I noticed that many neophytes, drunk with movies and American series, constantly compare our law and our judicial system with those of the Anglo-Saxon countries. And yes, here, no "objection, your honor", copyright, jurors in the civil courts, the principle of judicial precedent …

A quick update on the English and American legal systems is needed. In future articles, I will discuss the sources of French law.

Great Britain (England, Wales and Scotland) does not have a written constitution. The structural organization of the country derives from simple laws and customs.

English law is made up of legal texts (the first being the famous Magna Carta, reissued by Henry III in 1225) but above all a very important amount of jurisprudence called the common law . Unlike French law, English written laws correct and clarify the common law and not the other way around.

The common law began to emerge with the appearance of royal courts in the eleventh and twelfth centuries. It presented a very restrictive formalism, hence the emergence of a parallel system: equity, which calls upon morality to deliver justice.

on its side, for several centuries, the written law has been almost non-existent. It did not really develop until the nineteenth century.

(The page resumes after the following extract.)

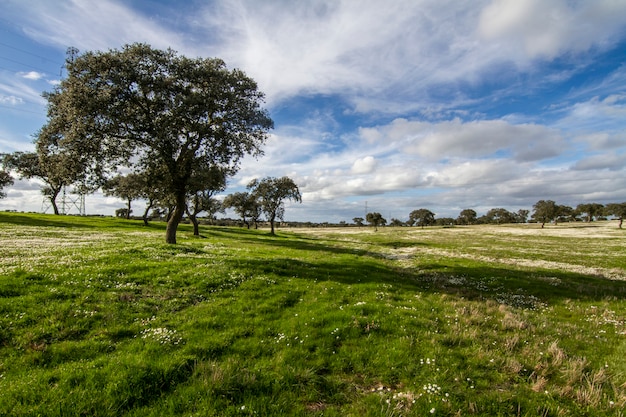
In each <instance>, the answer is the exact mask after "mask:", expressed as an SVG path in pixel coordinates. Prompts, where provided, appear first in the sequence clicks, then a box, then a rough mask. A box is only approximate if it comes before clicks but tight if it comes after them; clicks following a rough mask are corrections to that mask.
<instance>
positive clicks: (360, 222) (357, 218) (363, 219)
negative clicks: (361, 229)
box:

The importance of jurisprudence in English law is linked to the principle of the judicial precedent that when a court decides a dispute, it must consider previous cases with similarities and necessarily adopt the same solution.

American law originated in the founding of English colonies subject to common law and equity.

In 1789, with the ratification of the American Constitution, was established a federal government as well as a legislative and judicial system comprising three organs: the Congress, the President and the Supreme Court.

The Supreme Court interprets the laws and regulations voted by the Congress and determines their constitutionality.

In 1791, the Congress ratified ten amendments to the Constitution, including Amendment X, which provides that "powers not delegated to the United States by the Constitution or which are not refused by it to States shall be given to States or to citizens ".

Thus were born the governments of each state, each with its own constitution, its own senate and chamber of representatives, and its own supreme court.

The American legal system is based on English common law, which borrows from the principle of judicial precedent, the Constitution and federal laws and regulations and, to a lesser extent, the constitutions of each State and the decisions of their respective courts. jurisdictions.